Continuing the discussion, we expect that the control u_i should be considered as u_i = k_0 * x_i. That is, the optimal control should be obtained by the scalar product of the constant vector k_0 and the residual distance to the target x_i.

But our result says exactly the opposite! We found that u_i = k_i * x_0! That is, we found the sequence k_i, which depends only on the structure of the equation of the system, but not on its state. And control is obtained using the scalar product of a constant vector (the initial position of the system) and the sequence found ...

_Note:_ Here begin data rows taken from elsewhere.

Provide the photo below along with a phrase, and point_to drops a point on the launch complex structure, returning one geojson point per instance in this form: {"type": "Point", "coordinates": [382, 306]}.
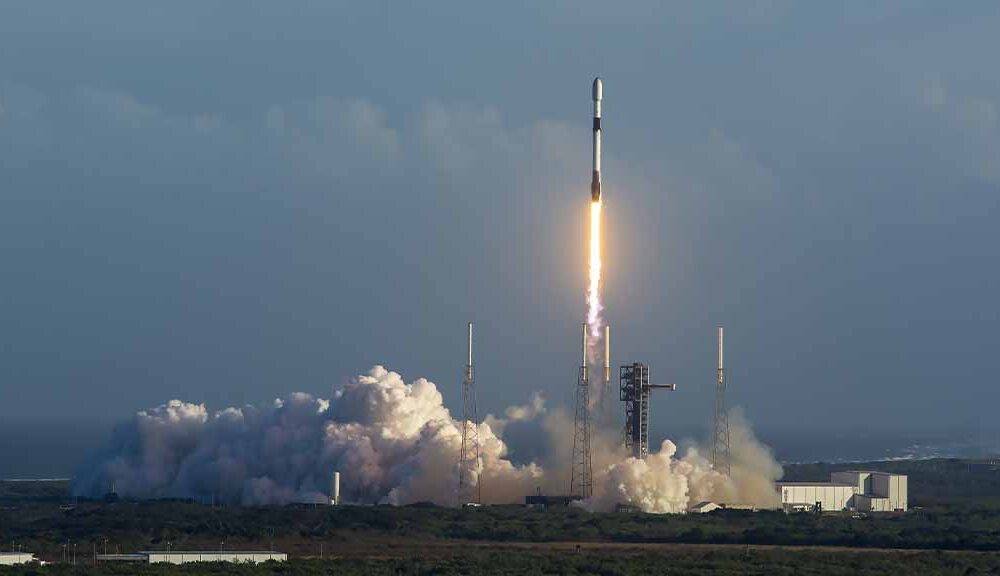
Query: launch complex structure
{"type": "Point", "coordinates": [634, 385]}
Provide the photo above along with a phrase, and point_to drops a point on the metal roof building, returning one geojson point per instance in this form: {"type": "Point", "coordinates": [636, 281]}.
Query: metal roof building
{"type": "Point", "coordinates": [861, 490]}
{"type": "Point", "coordinates": [11, 558]}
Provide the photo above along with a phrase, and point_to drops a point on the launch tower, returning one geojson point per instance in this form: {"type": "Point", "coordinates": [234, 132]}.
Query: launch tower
{"type": "Point", "coordinates": [468, 465]}
{"type": "Point", "coordinates": [581, 482]}
{"type": "Point", "coordinates": [720, 446]}
{"type": "Point", "coordinates": [634, 388]}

That is, if everything is fine, then we should have the equality k_0 * x_i = u_i = k_i * x_0. Let's draw an illustrative graph, taking for simplicity x_0 equal to k_0. On one axis of the graph, we postpone the coordinate of the machine, on the other the speed. Starting from one point k_0 = x_0 we get two different sequences of points k_i and x_i converging to zero coordinates.

Drawing is available here .

If roughly, then k_i * x_0 form a sequence of projections k_i onto the vector x_0. The same for k_0 * x_i, this is a sequence of projections x_i onto k_0. It is clearly seen on our graph that these projections coincide. Once again, this is not a proof, but only an illustration.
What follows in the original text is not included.